Aproximadamente, 11 milhões de unidades de concentrados de hemácias são transfundidas anualmente nos EUA, o que torna a transfusão de hemácias uma das mais frequentes intervenções na prática médica. As hemácias são tipicamente transfundidas como um concentrado, embalado, com uma solução conservante (hematócrito, 60%) que permite até 42 dias de armazenamento refrigerado. Em média, a transfusão de 1 unidade de concentrado de hemácias, que tem um volume de 350mL, resulta em um aumento de hemoglobina de 1g/dL em um adulto com volume sanguíneo estável.

As hemácias fazem a entrega de oxigênio para as células e quase todo o oxigênio circulante está ligado à hemoglobina nas hemácias. Assim, em teoria, a anemia tem o potencial de causar um prejuízo significativo à entrega de oxigênio aos tecidos.
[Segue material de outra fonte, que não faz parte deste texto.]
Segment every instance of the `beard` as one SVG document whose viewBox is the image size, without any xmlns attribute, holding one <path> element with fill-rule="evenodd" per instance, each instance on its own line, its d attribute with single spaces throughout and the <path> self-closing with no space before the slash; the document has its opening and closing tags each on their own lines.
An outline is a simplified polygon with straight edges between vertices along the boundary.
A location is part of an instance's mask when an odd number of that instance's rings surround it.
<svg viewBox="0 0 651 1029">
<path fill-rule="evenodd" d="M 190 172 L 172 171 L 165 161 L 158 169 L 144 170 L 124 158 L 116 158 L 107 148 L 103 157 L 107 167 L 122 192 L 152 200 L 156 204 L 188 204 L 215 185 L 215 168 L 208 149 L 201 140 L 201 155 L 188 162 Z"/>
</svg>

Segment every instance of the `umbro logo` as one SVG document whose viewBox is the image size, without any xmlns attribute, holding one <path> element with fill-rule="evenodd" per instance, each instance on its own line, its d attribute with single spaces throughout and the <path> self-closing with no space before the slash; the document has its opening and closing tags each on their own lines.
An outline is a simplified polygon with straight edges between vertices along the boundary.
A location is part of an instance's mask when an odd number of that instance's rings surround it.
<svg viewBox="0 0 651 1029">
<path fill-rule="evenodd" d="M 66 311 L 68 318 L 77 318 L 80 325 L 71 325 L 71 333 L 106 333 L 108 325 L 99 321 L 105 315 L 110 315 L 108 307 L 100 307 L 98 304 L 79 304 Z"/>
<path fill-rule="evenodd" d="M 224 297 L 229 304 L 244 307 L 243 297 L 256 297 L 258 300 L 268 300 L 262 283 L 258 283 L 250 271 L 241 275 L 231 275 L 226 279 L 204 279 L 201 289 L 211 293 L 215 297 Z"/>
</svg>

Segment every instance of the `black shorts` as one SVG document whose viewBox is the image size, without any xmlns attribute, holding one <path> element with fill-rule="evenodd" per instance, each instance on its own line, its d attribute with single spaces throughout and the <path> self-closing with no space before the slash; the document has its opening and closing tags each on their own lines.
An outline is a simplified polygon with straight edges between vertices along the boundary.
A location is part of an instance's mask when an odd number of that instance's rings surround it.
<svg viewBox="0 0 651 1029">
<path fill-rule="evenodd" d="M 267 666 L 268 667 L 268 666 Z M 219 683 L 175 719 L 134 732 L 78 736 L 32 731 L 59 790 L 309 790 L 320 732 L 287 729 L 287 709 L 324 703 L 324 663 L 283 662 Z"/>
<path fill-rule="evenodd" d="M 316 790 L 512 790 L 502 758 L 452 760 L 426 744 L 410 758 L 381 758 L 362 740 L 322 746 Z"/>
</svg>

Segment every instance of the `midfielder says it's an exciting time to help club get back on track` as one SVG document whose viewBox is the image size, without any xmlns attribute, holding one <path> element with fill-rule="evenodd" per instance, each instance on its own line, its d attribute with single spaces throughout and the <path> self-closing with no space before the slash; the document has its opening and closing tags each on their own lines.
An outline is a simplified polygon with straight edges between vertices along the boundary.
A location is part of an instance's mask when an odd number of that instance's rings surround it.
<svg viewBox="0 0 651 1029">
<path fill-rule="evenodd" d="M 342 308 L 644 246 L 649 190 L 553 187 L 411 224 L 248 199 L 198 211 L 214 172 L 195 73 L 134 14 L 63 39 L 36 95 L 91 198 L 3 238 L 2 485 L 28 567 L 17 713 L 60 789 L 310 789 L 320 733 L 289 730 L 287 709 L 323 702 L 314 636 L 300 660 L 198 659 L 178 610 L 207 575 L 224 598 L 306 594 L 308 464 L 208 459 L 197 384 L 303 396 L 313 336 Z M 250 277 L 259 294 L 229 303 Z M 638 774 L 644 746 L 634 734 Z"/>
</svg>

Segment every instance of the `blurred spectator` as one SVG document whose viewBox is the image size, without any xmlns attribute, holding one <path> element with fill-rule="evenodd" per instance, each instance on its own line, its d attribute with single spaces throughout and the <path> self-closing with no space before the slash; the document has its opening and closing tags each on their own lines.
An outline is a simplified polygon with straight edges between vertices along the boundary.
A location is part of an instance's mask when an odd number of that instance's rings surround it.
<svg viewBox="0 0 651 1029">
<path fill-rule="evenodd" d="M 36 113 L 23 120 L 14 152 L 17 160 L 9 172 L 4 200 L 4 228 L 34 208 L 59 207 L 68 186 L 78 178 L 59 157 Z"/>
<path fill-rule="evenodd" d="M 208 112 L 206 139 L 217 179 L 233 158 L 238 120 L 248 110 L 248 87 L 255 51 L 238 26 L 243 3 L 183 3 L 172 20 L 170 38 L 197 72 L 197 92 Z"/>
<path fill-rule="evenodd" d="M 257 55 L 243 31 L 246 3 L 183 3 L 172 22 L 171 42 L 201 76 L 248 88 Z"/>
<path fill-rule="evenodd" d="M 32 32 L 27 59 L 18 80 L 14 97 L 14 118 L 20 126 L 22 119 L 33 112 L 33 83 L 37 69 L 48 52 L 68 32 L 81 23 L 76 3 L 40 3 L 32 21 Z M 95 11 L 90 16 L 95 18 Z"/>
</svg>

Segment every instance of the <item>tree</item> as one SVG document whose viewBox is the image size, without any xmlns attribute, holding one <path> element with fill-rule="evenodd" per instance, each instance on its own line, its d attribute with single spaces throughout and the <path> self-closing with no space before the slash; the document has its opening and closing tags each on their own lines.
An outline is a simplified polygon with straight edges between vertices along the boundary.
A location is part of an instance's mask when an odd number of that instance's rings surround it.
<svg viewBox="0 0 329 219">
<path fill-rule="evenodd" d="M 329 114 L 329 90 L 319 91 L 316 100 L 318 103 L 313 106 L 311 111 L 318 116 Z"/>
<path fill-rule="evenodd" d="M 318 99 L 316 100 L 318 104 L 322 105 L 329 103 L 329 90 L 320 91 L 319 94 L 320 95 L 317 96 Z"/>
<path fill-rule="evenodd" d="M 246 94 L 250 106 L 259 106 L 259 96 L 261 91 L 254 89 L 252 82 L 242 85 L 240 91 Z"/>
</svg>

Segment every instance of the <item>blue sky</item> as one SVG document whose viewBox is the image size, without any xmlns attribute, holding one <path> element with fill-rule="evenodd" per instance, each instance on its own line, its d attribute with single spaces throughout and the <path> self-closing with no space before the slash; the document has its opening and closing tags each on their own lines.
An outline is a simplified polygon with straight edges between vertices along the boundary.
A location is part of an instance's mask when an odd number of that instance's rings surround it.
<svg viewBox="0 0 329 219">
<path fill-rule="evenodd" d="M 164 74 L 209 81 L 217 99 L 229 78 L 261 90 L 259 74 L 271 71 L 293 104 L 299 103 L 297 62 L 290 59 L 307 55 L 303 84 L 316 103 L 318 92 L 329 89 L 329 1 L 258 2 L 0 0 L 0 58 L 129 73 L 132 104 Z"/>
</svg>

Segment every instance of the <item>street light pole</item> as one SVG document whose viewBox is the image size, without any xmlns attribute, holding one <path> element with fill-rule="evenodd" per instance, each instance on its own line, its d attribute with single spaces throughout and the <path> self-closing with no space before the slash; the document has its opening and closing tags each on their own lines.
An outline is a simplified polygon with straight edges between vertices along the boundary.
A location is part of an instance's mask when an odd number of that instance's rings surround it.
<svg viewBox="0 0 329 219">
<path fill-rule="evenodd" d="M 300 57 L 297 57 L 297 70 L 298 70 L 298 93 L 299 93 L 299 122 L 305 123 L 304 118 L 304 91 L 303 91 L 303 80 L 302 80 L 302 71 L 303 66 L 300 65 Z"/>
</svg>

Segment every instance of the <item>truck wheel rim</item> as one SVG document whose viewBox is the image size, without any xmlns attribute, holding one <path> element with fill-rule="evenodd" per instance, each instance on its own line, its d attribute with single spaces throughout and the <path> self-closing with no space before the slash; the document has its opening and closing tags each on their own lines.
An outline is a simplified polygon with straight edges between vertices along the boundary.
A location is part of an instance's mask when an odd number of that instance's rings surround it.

Uma fórmula sumariza este processo:

Oferta de oxigênio (DO2) = Débito cardíaco x conteúdo arterial de oxigênio

Apesar disso, a entrega de oxigênio não é fortemente comprometida pela anemia, pois o decréscimo de conteúdo arterial de oxigênio que ocorre com a queda dos níveis de hemoglobina e hematócrito pode ser compensado pelo aumento de débito cardíaco e pelo desvio à direita da curva de dissociação de hemoglobina, o que facilita a liberação de oxigênio da hemoglobina para os tecidos.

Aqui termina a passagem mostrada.